I sometimes wonder who I am, deep down-who the real me is.
From the age around 7, I was bullied. I used to get picked on for most things, from my looks, to my hair, from the way I loved to learn, to the friends I chose to have.
I learnt from an early age, to hide who I really was for an easier life. I loved school, and I didn’t want anything to jeopardise that.
It didn’t work.
When I went to secondary school, I’d been bullied for 4 years, and stupidly assumed that when I started the new school, I could be a new me, a me that was liked, that didn’t do anything silly to cause anyone to have an issue with me.
How wrong I was……
Not only was I bullied for the same things as I was in primary school, but people just managed to find the smallest thing to pick on me about.

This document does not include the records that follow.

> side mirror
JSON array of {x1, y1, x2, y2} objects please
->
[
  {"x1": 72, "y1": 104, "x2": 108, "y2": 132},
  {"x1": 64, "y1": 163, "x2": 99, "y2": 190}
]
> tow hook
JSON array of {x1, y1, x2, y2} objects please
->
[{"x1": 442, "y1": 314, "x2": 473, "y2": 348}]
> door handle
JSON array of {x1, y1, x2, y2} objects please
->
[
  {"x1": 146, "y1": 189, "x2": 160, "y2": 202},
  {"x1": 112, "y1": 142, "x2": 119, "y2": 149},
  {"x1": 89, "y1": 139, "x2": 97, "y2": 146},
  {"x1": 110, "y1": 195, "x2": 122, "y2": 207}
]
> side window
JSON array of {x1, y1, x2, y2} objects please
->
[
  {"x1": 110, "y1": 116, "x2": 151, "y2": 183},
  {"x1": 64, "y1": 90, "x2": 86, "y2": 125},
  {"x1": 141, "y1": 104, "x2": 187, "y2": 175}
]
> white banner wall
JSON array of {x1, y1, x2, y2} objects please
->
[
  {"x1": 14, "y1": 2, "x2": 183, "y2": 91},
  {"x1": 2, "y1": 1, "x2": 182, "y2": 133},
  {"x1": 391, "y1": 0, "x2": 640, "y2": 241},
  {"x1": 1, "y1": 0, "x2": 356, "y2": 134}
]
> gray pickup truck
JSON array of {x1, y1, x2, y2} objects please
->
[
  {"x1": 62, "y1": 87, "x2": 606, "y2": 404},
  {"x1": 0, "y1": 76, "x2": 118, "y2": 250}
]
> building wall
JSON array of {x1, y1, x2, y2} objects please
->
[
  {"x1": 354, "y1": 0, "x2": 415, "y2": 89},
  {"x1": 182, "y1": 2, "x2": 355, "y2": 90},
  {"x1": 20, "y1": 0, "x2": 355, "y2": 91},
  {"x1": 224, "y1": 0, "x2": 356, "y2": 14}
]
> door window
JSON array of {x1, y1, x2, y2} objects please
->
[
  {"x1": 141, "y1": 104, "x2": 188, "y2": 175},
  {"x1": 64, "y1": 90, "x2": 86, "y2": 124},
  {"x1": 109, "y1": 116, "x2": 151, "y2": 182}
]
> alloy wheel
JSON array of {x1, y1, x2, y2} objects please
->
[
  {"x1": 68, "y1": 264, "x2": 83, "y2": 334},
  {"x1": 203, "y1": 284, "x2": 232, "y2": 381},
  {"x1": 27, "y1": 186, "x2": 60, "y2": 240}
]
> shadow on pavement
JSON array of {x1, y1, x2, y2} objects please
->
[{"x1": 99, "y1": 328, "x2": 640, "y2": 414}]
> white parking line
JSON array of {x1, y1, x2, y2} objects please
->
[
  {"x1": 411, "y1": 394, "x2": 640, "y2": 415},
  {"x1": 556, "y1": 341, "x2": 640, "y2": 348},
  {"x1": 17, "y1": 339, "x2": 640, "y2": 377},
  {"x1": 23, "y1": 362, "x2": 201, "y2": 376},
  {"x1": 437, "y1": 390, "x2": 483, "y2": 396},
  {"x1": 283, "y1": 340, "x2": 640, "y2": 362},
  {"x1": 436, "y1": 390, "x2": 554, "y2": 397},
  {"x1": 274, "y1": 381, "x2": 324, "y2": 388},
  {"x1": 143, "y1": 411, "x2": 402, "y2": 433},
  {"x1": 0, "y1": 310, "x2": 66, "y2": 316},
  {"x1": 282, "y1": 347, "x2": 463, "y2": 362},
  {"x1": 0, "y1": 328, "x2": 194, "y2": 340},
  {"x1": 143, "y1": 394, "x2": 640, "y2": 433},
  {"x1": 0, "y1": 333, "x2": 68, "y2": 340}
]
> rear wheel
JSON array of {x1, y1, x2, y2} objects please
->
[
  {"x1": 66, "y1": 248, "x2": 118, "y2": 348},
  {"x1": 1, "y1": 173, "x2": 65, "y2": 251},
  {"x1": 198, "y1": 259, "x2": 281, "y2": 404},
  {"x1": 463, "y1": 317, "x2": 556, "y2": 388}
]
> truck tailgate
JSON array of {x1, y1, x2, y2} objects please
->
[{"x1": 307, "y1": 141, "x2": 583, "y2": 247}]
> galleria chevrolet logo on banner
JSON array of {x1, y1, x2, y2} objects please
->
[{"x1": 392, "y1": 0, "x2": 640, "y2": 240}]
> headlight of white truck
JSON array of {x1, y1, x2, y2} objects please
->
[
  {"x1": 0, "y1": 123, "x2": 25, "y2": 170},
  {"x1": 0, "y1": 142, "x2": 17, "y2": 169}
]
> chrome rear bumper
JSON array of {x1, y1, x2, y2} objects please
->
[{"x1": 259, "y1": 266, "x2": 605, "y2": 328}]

My school days were a living nightmare.
I’d tried to make this brand new me, someone I thought everyone wanted to be around, and ended up, once again, making the wrong decision.

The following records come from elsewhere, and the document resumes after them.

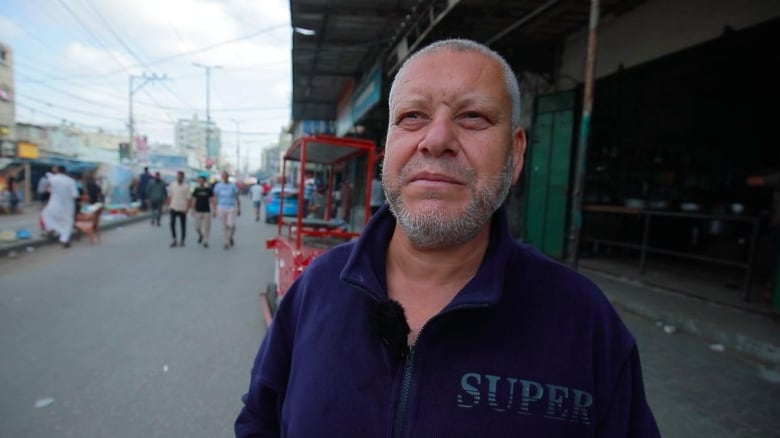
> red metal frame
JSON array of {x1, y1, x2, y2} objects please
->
[{"x1": 263, "y1": 135, "x2": 377, "y2": 323}]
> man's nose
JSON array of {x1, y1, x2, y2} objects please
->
[{"x1": 417, "y1": 115, "x2": 459, "y2": 157}]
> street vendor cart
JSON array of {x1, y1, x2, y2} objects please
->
[{"x1": 261, "y1": 134, "x2": 378, "y2": 325}]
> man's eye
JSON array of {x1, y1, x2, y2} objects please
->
[
  {"x1": 399, "y1": 112, "x2": 422, "y2": 121},
  {"x1": 395, "y1": 112, "x2": 425, "y2": 126},
  {"x1": 459, "y1": 112, "x2": 491, "y2": 129}
]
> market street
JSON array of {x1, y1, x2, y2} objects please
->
[
  {"x1": 0, "y1": 208, "x2": 275, "y2": 437},
  {"x1": 1, "y1": 206, "x2": 779, "y2": 437}
]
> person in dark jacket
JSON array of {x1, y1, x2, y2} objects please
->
[
  {"x1": 235, "y1": 38, "x2": 660, "y2": 437},
  {"x1": 145, "y1": 172, "x2": 167, "y2": 226},
  {"x1": 137, "y1": 167, "x2": 151, "y2": 210}
]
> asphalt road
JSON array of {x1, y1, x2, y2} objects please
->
[
  {"x1": 0, "y1": 206, "x2": 276, "y2": 437},
  {"x1": 1, "y1": 203, "x2": 778, "y2": 437}
]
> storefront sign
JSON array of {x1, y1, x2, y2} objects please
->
[{"x1": 16, "y1": 141, "x2": 39, "y2": 159}]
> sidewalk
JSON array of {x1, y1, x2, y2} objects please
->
[
  {"x1": 0, "y1": 206, "x2": 150, "y2": 256},
  {"x1": 584, "y1": 267, "x2": 780, "y2": 366}
]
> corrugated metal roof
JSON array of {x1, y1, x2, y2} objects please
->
[{"x1": 290, "y1": 0, "x2": 644, "y2": 123}]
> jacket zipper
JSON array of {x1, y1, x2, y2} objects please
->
[
  {"x1": 389, "y1": 303, "x2": 489, "y2": 438},
  {"x1": 393, "y1": 346, "x2": 415, "y2": 438}
]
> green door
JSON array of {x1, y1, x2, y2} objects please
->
[{"x1": 523, "y1": 91, "x2": 576, "y2": 259}]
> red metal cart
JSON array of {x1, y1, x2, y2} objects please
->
[{"x1": 261, "y1": 134, "x2": 378, "y2": 325}]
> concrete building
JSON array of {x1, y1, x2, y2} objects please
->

I still do it now, I realised today, but in a slightly different way. Now I don’t recognise myself because of the scars left from my school days.
For example, the other day, myself and one of my very few friends, were in a local supermarket, and saw someone I used to go to school with. Someone in fact, that I had been friends with after I left school. Someone in fact, that used to bully me. Our friendship never worked out, of course it didn’t, it couldn’t have! My friend asked if we still speak and I blurted out, “nope, don’t know why we ever did-she bullied me through my entire high school days.” My friend was shocked, I’d never told her that, and I assume, from looking at us when we were friends, you’d never have known. But she did bully me, relentlessly, mentally sometimes, even physically. Not the smallest of girls, she once came round to the back of the mobile classroom where I was sat with another friend, and stood on my thighs with both her feet, with her whole weight on my legs.
Do you know when I saw her the other day, all I kept thinking was, who were you to bully me, when you were the size of a house from the age of 11 and no oil painting yourself!
That’s who she’s made me, someone who picks at someone else, because of how bitter she’s made me.
Another girl, who wasn’t one of the bullying ring leaders, but still joined in, walks past me most days when I’m on the school run with my 6 year old. She used to join in with the name calling, taking the micky out of my hair or my clothes, and now I see her, and remember how fat and ginger she was back at school, how I could’ve been the one to bully her for how she looked, not the other way round!
That’s who she’s made me, someone who finds fault with others, because I’m bitter about how she used to do it to me.
More recently, I’ve somehow made enemies of girls at the school gates once again, except this time, the school gates belong to my sons school, and these girls are grown women, mothers to my sons friends.
I always tell people, I’m like marmite, you either love me or hate me, but deep down, I don’t want to be hated.
I’m no oil painting, I can be loud, I don’t follow the latest fashion trends. But I don’t think I’m a bad person, and can never understand why people find the need to use me as their next victim.
Once again, I stand in the playground, looking at these mothers that make me feel intimidated, anxious to collect my child, and I think, who are you to think that about me, when you look like this that and the other. I judge them for how they look, how they act, even on their parenting.
This is who they’ve made me, someone who picks and picks to make myself feel better, because I assume that’s what they do to me, to make themselves feel better.
Honestly, I have forgotten who I am deep down, I don’t know the real me, only the me who was moulded by bullies for 9 years of my life, and as far as I’m concerned am still dealing with now.
No one should have to go through what I went through, and I’ll be damned if I’m going to let my son or daughter EVER go through anything even remotely similar.
That’s who you’ve made girls, one super strong, overprotective mumma, and this one wont go down without a fight.